Rubén Enri

Personal information
- Full name: Rubén Enri García
- Date of birth: 10 April 1998 (age 28)
- Place of birth: Barcelona, Spain
- Height: 1.74 m (5 ft 9 in)
- Position: Forward

Team information
- Current team: Olot
- Number: 10

Youth career
- Vilassar Mar
- Cornellà
- 2013–2015: Espanyol
- 2015–2016: Damm
- 2016–2017: Espanyol

Senior career*
- Years: Team / Apps / (Gls)
- 2017–2018: Espanyol B / 1 / (0)
- 2017–2018: → Badalona (loan) / 19 / (1)
- 2018–2019: Reus B / 28 / (11)
- 2018: Reus / 10 / (1)
- 2019–2020: Almería B / 25 / (24)
- 2019–2021: Almería / 1 / (0)
- 2020–2021: → Andorra (loan) / 10 / (1)
- 2021–2023: Andorra / 25 / (3)
- 2022–2023: → Cornellà (loan) / 30 / (6)
- 2023–2024: Rayo Majadahonda / 31 / (4)
- 2024–2025: San Fernando / 15 / (0)
- 2025–: Olot / 46 / (15)

= Rubén Enri =

Spanish footballer (born 1998)

Rubén Enri García (born 10 April 1998) is a Spanish footballer who plays as a forward for Segunda Federación club Olot.

==Club career==
Born in Barcelona, Catalonia, Enri was a RCD Espanyol youth graduate. He made his senior debut with the reserves on 2 April 2017, coming on as a second-half substitute for Mickaël Latour in a 0–3 Segunda División B away loss against CD Alcoyano.

On 6 July 2017, Enri renewed his contract until 2020 and was immediately loaned to CF Badalona for a year. Roughly one year later he joined another reserve team, CF Reus Deportiu B of the Tercera División.

Enri made his professional debut with the main squad on 25 August 2018, replacing Álex Carbonell in a 0–0 home draw against Real Zaragoza in the Segunda División. He scored his first professional goal on 9 September, but in a 1–2 home loss against Albacete Balompié.

Enri continued to appear exclusively with the B-side after Reus' ejection from the Liga de Fútbol Profesional. On 9 July 2019, he signed for another reserve team, UD Almería B in the fourth division.

On 27 October 2019, Enri scored a hat-trick in a 3–2 away win against Vélez CF. On 24 November, he scored four times in a 6–0 home routing of Atlético Porcuna CF, taking his tally up to 18 goals in only 14 matches.

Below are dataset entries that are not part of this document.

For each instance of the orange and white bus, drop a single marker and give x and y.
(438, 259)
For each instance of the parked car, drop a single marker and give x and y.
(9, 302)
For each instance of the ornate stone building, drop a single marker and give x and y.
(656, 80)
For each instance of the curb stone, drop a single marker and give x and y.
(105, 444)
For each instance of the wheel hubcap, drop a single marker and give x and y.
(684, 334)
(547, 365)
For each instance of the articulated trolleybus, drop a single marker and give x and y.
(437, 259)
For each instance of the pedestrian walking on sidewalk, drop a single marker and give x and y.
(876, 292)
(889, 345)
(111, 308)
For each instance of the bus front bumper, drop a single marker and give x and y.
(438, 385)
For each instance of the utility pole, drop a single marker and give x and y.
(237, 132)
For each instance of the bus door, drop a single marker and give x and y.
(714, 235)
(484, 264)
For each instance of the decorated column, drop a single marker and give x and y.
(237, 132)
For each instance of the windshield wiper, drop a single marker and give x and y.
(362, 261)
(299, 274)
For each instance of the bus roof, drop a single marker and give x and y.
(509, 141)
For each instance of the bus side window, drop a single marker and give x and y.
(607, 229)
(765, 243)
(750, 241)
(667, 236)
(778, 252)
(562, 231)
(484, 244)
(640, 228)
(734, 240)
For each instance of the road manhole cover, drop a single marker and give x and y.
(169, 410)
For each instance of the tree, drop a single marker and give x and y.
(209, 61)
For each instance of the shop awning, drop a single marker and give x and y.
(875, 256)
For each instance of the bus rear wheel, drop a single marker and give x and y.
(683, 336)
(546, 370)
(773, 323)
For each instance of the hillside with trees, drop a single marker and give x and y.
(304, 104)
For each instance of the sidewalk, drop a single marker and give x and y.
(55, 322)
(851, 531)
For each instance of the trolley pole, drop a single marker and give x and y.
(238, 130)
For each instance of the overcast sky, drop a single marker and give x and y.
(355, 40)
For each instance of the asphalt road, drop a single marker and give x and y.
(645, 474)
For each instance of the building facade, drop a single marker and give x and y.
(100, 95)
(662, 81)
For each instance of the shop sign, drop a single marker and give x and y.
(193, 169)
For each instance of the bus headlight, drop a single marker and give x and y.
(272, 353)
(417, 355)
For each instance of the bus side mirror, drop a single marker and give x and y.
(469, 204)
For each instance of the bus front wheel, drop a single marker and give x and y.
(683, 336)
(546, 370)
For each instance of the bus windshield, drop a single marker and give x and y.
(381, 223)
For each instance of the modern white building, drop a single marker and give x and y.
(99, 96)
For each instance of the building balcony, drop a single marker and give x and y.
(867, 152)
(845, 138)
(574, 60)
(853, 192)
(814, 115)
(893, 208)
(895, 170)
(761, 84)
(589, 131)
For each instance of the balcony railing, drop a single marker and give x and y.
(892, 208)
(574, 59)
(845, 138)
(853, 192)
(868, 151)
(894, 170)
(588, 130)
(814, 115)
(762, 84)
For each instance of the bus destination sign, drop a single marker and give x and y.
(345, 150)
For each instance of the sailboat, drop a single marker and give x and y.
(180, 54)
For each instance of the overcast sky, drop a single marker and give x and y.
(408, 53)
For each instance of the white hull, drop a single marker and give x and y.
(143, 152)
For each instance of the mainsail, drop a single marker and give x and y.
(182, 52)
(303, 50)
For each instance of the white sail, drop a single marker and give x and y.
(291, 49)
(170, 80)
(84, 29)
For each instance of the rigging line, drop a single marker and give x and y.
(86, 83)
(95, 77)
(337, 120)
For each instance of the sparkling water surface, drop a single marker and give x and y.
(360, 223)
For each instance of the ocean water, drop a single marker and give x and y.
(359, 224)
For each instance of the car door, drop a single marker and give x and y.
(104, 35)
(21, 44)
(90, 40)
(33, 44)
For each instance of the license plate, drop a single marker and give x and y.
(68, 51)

Enri made his first-team debut for the Rojiblancos on 22 December 2019, replacing injured Ante Ćorić late into a 2–3 home loss against SD Ponferradina. The following 5 May, amidst the COVID-19 pandemic, he renewed his contract with the club until 2024.

On 18 September 2020, Enri was loaned to FC Andorra in the third division, for the 2020–21 season. The following 12 July, he signed a permanent three-year deal with the club, and helped in the club's first-ever promotion to the second tier at the end of the season.

On 18 July 2022, Enri was loaned to Primera Federación side UE Cornellà, for one year. On 30 July of the following year, he moved to fellow third division side CF Rayo Majadahonda after terminating his contract with Andorra.